Читать «Где твои крылья, ангел?» онлайн - страница 6

Максим Сергеевич Стрельцов

– Опять эти иноверные.

– Да… Но это другие уже.

– Нет, говорю тебе. Те же! Вон, смотри, женщина черноглазая. Это она с мужем приходила на прошлой неделе. Хорошо ее запомнил.

К главе с разных сторон стали подходить особо деятельные женщины из общины.

– Вячеслав Борисович, цыгане опять. Нам-то что делать?

Радимов меж тем внимательно оглядывал ярмарку. «Иноверных», как выразился Станищев, в этот раз было гораздо больше, чем в прошлый. Не одна семья, а сразу несколько. Прогнать такую ватагу было бы слишком хлопотно. Причем подавляющая часть пришедших – женщины и дети. Радимов же привык любые серьезные вопросы решать с взрослыми мужиками, неизбежно теряясь в дельных разговорах с представительницами слабого пола.

– Ну, что тут поделаешь, – пробормотал, насупившись, Вячеслав Борисович. – Детей столько… Чего их прогонять? Обслуживайте, как и остальных.

Донеся свою мысль до соратников, Радимов, как расстроенный ребенок, скрестил руки на груди и отошел в сторону.

Все старались продолжать проводить ярмарку, как ни в чем не бывало. Но получалось плохо. Суета пришла на смену размеренному спокойствию. С оставшимися на площади христианами обходились вдвойне любезно, щедро подливая им похлебку. А вот со всеми чужими, на лицо «иноверными», общинники вели себя презрительно. Видя разницу между своими собратьями и «ими», люди считали необходимым поддерживать различия во внешности различием в отношении. Так, заметив перед собой чужого, кто-то невольно не докладывал еды в тарелку, кто-то другой отрывал кусочек хлеба поскромнее, кто-то третий не доливал чай в подставляемый стакан и тому подобное…

Повеселевшие от вкусной еды чумазые дети забегали по мостовой. Они, играясь, прятались за палатками и за прилавками, чем сильно беспокоили народ.
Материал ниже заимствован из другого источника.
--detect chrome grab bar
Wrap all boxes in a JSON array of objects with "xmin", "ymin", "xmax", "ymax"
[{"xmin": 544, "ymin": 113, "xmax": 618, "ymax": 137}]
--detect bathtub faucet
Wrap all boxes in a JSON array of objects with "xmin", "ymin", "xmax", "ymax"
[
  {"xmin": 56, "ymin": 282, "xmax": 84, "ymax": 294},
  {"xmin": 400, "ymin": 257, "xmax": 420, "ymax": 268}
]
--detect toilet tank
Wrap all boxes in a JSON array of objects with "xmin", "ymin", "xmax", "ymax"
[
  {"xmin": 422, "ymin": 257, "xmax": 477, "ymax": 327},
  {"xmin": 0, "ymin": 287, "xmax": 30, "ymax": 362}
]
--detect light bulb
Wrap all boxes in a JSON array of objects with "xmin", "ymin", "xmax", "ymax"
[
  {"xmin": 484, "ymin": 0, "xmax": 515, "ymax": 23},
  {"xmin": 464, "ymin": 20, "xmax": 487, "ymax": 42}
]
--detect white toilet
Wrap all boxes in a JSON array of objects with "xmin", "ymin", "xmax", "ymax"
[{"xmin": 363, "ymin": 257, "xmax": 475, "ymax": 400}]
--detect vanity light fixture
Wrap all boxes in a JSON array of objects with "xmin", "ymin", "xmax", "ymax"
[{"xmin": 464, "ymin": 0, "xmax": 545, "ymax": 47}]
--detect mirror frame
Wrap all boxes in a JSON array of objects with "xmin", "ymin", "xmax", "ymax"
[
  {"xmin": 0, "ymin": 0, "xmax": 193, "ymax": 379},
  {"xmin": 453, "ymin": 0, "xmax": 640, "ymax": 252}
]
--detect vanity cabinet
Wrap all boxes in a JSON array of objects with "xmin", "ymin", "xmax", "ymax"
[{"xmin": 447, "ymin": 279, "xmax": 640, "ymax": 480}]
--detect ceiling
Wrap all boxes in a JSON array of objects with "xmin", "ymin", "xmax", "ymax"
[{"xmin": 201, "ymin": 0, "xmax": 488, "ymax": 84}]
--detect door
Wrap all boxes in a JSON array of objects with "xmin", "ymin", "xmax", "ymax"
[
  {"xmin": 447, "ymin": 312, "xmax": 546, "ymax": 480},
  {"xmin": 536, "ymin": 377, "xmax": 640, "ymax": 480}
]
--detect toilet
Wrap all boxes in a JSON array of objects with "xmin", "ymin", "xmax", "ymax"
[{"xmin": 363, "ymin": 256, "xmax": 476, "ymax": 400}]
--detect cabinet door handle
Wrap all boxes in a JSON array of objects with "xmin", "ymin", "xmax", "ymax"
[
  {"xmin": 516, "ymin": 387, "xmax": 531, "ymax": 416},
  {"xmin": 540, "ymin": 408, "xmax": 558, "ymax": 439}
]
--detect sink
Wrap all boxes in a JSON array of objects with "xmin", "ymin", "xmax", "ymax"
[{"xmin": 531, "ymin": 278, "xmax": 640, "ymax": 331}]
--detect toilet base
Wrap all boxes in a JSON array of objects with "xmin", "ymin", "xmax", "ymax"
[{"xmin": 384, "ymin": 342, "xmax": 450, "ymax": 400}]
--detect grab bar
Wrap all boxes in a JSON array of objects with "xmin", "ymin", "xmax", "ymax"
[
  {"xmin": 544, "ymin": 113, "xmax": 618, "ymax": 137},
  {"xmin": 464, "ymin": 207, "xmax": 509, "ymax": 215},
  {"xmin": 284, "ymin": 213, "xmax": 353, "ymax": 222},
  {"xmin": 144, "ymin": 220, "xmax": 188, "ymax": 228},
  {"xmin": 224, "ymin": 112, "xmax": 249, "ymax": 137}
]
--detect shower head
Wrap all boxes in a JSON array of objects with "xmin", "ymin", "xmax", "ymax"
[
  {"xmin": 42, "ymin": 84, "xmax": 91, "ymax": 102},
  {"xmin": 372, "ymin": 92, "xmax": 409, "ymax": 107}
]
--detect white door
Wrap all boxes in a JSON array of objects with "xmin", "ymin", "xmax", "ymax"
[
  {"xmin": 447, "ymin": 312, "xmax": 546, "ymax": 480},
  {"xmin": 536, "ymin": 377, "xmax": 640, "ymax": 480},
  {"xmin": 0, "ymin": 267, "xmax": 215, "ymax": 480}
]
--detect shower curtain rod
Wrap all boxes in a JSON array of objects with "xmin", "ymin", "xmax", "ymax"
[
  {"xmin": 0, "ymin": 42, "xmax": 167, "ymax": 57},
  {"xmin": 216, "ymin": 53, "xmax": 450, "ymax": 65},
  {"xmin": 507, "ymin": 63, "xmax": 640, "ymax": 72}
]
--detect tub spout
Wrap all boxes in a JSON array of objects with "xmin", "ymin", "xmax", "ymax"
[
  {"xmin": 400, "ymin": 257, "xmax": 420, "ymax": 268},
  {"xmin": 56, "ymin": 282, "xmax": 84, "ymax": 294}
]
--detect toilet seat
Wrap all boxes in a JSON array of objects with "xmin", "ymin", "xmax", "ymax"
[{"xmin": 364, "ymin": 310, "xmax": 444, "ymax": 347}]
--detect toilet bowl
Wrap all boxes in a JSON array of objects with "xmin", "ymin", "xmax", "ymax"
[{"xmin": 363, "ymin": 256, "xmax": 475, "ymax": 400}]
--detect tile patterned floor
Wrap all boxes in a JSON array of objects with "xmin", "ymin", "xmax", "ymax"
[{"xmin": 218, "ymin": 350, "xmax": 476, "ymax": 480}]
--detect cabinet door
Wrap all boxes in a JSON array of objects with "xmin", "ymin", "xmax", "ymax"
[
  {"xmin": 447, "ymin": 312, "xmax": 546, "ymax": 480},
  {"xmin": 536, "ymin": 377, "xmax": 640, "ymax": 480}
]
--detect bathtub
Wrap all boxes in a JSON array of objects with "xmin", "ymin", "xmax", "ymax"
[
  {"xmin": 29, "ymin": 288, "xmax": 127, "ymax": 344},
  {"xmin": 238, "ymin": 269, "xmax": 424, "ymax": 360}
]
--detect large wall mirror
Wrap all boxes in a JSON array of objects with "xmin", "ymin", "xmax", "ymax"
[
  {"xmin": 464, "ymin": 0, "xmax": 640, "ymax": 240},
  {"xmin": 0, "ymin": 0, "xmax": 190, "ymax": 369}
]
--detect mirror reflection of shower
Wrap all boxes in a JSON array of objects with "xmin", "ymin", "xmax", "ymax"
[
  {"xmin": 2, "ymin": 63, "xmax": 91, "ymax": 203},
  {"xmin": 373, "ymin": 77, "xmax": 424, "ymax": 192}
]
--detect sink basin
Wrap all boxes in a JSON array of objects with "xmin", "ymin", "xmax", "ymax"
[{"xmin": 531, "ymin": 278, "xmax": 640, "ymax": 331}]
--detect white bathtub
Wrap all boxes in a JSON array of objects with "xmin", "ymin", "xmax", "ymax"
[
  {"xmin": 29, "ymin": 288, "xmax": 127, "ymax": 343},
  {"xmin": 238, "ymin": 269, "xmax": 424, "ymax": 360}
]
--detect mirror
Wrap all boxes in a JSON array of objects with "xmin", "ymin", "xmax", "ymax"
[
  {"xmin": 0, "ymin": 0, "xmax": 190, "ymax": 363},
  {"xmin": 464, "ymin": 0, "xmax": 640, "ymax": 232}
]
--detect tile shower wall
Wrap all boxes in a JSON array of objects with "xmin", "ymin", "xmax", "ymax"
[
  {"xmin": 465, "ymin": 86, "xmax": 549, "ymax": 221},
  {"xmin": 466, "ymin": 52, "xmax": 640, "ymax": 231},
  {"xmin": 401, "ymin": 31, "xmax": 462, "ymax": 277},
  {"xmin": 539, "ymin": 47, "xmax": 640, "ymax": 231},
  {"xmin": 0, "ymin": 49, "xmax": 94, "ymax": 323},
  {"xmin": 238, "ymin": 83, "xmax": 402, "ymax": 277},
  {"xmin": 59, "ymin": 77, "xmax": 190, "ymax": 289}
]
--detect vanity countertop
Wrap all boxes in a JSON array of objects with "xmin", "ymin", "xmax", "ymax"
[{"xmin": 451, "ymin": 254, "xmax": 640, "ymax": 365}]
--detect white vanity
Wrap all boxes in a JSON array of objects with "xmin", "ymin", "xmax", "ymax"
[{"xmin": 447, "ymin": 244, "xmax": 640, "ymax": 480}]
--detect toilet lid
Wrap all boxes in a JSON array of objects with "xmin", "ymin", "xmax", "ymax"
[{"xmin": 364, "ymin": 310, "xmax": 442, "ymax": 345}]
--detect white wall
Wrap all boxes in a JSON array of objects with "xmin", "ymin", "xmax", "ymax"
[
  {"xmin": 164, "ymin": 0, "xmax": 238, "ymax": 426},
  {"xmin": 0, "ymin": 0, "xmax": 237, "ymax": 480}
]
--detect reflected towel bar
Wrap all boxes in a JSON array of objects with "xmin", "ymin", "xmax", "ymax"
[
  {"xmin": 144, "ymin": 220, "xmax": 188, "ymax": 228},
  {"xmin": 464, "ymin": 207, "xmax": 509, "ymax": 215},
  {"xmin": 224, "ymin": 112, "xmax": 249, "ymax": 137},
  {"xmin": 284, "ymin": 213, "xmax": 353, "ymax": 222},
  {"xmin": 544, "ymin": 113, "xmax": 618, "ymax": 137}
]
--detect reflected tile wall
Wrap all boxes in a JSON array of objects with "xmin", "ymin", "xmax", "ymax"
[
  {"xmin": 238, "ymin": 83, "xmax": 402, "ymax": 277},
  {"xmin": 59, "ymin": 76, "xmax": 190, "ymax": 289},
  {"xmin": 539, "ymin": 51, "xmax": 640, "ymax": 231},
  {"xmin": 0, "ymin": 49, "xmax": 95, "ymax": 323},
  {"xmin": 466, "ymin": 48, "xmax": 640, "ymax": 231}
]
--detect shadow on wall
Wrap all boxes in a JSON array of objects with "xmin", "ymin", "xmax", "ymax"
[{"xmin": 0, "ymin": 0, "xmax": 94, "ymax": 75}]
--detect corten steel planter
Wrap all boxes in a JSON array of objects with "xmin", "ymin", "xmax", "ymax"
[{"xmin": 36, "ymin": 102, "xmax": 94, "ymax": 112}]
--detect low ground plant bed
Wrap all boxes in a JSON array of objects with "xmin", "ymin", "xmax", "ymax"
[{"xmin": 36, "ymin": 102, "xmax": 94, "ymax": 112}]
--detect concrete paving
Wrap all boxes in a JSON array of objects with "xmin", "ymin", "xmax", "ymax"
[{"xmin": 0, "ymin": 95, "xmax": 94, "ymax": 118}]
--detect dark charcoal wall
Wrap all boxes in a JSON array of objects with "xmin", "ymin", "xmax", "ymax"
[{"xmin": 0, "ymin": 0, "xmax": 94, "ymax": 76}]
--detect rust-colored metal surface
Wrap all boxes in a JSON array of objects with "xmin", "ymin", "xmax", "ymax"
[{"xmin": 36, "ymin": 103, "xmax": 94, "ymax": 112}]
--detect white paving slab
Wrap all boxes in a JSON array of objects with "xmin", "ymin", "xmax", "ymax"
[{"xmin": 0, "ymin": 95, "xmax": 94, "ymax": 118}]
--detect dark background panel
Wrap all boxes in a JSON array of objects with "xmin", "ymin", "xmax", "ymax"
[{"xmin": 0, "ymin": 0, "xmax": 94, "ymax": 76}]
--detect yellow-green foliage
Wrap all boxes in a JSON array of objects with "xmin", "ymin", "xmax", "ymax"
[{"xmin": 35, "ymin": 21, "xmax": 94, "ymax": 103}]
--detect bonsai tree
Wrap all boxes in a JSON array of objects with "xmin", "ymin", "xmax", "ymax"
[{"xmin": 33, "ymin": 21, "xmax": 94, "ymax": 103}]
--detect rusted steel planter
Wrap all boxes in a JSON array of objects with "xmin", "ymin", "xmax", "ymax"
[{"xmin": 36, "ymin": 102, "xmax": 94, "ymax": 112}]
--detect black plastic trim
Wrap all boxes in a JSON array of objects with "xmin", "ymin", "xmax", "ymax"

Взрослые обращались к своим чадам на нерусском языке, еще больше выделяясь в толпе. Общинники искоса посматривали на незнакомых людей. Они не чувствовали вражды к ним, ненависти или злобы. Ничего подобного. Они чувствовали непринятие и непонимание. Если более близких по духу и вере нищих людей общинники принимали и понимали, а потому жалели, то к таким же бедным, но «иноверным», они испытывали уже не жалость, а презрение.

Презрение это не выливалось наружу, как при стычке Станищева с мужчиной в шляпе на прошлой неделе. Но и полностью сдерживаться тоже не могло. Презрение выражалось в деталях. Какая-то пухлая мамаша, что-то недовольно приговаривая, старательно прятала личные вещи общинников под прилавки. Другая подобного типажа женщина отгоняла своих детей и детей своих друзей от «иноверных» ребятишек. Третья, будучи немного помоложе и поприветливее, решилась заговорить с одним из пробегавших мимо мальчишек.

– Послушай, от кого вы узнали про нашу ярмарку? – не очень тактично спросила она, натягивая на лицо притворную улыбку.

Мальчик остановился и переспросил, что от него хотели. Женщина только в этот момент заметила на щеке ребенка уродливый, неприятный шрам, от которого у нее пробежали мурашки по спине. Она присела на корточки и повторила свой вопрос.